The study looked at a large L-shaped burrow recreated from 319 specimens preserved within what was the seafloor across northeast Taiwan back in the Miocene. Using this, a 2-meter (6.6 foot) trace fossil, roughly 3 centimeters (1 inch) wide, was imagined by researcher Ludvig Löwemark, from National Taiwan University, Taipei, and colleagues. Researchers can use such trace fossils as a means of investigating ancient organisms’ behavior by looking at physical structures such as burrows from evidence in the fossil record.
Using this trace fossil, the researchers were able to theorize the organism that once occupied it, which they have named Pennichnus formosae. They suggest it was likely some kind of giant, predatory marine worm, similar to the Bobbit worm found in our oceans today. The study authors believe the specific way in which P. formosae’s burrows showed signs of collapse could be evidence that these enormous worms also hunted by dragging prey down into their lair, just like the Bobbit.
They decided to take a closer look at the burrow specimens and analyses revealed that there was a high concentration of iron near the top of the burrow. This could well have come from the worm using mucus as a means of repairing damage to the burrow. This mucus in extant animals is known to be a veritable feast for certain bacteria, which are known to contribute towards iron-rich marine environments.
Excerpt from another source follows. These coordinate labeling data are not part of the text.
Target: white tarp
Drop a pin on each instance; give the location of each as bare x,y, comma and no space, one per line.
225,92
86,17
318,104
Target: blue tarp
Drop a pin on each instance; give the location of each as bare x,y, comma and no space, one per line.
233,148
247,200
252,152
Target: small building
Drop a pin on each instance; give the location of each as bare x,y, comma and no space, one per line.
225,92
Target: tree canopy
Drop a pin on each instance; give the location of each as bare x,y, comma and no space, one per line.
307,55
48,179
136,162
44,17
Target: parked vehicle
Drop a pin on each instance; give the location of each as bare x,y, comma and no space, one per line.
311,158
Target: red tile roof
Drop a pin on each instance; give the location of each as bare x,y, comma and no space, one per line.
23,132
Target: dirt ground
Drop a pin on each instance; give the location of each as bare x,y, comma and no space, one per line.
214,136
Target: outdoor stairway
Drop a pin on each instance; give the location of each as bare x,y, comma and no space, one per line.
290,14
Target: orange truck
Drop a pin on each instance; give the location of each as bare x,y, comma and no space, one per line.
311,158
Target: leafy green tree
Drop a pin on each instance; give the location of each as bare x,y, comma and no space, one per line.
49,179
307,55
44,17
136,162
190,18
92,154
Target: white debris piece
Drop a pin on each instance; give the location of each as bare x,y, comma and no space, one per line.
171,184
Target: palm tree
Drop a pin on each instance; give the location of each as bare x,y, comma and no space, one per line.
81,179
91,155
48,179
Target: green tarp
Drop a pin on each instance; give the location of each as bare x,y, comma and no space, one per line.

Big or small, marine worms are tricky customers for scientists who specialize in ancient species and specimens. Their bodies are mostly made up of soft tissues that rarely make it into the fossil record, and so instead they must be studied from trace fossils such as P. formosae which are crafted from clues in the ancient environment. While in the eyes of some this is not quite as sexy as wielding an ancient, giant Tremors-esque death-worm specimen, these trace fossils provide a valuable insight into life beneath the sand for a sub-surface ambush predator.